Gambling In The U.S. - Should The Government Support Lotteries?
The question is lotteries or no lotteries? Based on findings, both state and local governments have increasingly turned to the lotteries as a means of closing the gaps between their tax receipts and expenditures. They are the largest source of government revenue from gambling. According to one source, in 1996 alone, $42.9 billion worth of tickets was sold.
The net revenue collected from lotteries alone for that year was $13.8 billion. Currently, lottery rank first among the various forms of gambling in terms of gross revenues.
Lotteries now operate in 37 states and the District of Columbia,and is the most widespread form of gambling in the U.S. It is believed to be the only form of commercial gambling which a majority of adults report having played, and the only form of gambling in the U.S. that is totally monopolized by the government. It has been said however, that few, if any states, have a coherent "gambling policy" or even a "lottery policy."
Research findings reveal that the lower income groups spend more than others on gambling, and therefore, also a higher percentage of their overall income. Some author on this subject matter argue that many poor people perceive gambling as a way out of financial hardship, however, with the odds being so low of winning a fortune, gambling for most people makes their situation worse.
Due to the present state of the economy, more people will be inclined to play the lottery. Presently, even at various workplaces across the nation, people are pooling money to increase the chance of winning the lottery. Some people are even driving from one state to another just to play the lottery.
Sometimes, out of sheer desperation, some people may even sacrifice essential items just to put a dollar or two aside to play the lottery. However, from an ethical standpoint, the question is, should the government support lotteries in the first place?
Lottery can be a bit controversial; some critics argue that it's morally unacceptable for states to sponsor gambling. They believe lottery generates compulsive gamblers who lead themselves and their families into dire poverty.

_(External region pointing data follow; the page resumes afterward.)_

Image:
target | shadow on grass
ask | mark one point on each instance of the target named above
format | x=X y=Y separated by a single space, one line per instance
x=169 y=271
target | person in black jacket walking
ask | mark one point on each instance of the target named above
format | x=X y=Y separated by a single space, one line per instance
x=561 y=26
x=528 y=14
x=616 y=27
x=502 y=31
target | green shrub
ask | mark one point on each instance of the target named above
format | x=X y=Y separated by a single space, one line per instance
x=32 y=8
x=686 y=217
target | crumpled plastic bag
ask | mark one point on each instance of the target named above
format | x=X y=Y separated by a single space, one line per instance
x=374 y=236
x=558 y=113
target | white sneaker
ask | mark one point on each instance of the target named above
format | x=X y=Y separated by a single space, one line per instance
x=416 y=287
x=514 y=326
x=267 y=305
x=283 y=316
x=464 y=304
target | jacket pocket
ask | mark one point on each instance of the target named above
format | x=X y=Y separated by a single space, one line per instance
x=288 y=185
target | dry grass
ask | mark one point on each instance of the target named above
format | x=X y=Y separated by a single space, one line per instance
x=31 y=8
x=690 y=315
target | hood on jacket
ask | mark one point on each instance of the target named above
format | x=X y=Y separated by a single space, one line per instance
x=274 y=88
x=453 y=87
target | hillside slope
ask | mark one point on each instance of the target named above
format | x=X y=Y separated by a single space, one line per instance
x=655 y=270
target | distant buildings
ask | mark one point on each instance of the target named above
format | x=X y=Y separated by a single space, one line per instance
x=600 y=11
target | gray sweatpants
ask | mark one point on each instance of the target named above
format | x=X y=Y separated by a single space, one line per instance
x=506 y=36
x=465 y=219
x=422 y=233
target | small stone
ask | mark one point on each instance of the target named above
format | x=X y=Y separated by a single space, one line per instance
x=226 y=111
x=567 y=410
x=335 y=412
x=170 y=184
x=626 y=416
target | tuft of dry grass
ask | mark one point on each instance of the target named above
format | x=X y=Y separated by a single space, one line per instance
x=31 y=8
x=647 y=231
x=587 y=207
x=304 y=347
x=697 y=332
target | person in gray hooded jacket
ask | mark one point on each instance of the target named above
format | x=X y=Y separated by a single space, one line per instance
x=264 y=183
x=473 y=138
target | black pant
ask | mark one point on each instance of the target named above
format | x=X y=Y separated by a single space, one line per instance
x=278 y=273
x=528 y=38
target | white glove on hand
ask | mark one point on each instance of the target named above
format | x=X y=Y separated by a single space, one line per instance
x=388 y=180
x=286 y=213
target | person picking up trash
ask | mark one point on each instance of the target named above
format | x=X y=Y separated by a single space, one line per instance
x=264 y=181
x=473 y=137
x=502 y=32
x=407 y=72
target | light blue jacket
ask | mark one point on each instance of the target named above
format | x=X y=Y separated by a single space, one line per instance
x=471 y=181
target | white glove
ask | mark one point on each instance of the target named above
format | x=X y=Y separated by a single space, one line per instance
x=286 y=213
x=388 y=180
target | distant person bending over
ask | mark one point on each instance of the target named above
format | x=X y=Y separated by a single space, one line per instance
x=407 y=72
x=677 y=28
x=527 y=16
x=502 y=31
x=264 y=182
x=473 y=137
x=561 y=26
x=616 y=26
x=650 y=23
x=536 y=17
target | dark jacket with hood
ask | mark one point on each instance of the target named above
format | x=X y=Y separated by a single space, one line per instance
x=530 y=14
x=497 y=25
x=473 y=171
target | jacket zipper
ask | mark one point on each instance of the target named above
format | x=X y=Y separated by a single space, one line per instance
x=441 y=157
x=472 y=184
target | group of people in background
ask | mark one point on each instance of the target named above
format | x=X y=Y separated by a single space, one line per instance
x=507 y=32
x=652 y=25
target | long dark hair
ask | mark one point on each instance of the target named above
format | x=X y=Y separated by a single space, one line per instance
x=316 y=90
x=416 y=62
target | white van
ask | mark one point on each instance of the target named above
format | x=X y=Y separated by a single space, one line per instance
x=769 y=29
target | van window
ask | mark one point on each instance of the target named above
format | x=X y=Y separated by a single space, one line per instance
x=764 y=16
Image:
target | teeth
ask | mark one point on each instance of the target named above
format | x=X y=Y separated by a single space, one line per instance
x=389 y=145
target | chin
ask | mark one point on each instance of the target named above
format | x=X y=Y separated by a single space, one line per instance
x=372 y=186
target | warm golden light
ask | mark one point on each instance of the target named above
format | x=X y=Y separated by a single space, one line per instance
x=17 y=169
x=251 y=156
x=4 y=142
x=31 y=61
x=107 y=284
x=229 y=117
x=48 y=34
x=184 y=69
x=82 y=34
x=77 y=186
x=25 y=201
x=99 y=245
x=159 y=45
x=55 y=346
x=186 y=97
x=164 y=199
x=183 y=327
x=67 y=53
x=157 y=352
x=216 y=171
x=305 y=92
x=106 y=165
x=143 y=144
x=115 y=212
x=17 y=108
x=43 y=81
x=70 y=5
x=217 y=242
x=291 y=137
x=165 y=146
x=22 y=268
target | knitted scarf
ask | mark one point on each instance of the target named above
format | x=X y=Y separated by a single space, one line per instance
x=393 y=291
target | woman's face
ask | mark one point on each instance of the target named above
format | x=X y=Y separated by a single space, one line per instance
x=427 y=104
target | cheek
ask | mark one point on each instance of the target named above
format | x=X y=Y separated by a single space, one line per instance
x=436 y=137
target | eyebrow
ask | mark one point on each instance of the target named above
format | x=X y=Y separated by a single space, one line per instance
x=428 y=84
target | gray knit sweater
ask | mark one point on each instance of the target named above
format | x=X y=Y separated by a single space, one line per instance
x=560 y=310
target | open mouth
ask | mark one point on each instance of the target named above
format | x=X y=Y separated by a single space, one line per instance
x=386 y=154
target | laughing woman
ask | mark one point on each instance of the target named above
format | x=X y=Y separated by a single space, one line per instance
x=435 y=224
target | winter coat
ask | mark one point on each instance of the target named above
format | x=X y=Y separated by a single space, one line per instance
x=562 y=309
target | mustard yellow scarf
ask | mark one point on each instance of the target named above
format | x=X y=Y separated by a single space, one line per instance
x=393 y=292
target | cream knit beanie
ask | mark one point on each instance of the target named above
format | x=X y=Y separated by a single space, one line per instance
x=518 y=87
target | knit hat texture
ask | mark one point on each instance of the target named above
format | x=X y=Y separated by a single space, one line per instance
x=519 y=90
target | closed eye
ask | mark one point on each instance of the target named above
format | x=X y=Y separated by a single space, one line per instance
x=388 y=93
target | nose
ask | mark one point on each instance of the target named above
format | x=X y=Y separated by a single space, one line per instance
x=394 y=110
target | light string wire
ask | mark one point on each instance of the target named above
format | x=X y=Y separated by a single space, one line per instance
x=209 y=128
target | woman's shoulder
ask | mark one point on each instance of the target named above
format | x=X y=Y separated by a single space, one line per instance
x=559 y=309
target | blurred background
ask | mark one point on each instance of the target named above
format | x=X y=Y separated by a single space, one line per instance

They further argue that the lottery attract criminal elements and other undesirables. Others claim that lotteries give people the impression that mere luck and fate rather than education, hard work, and saving and investing are the only way they can become wealthy.
However, some of those arguing in support of the lottery, believe lotteries are preferable to taxes, because people participate voluntarily so this form of tax is involuntary, rather than compulsory. They feel that this one easy way to finance government services such as education, medical care, and welfare. Other defenders of lotteries argue that lotteries are competitive with illegal gambling and thus socially beneficial in reducing organized crimes.
Although several churches across the nation have allegedly accepted donations from winners of lotteries. There are some other churches and church bodies who don't condone lottery or gambling in general. For example, according to an article from the "Church Society" on gambling. "For a government to push a gambling agenda onto a nation is entirely contrary to God's purposes."
They believe gambling promotes greed and superstition and is responsible for many other unethical acts. The conclusion is, the question as to whether or not government should support lotteries will continue to spark some hot debates for decades to come!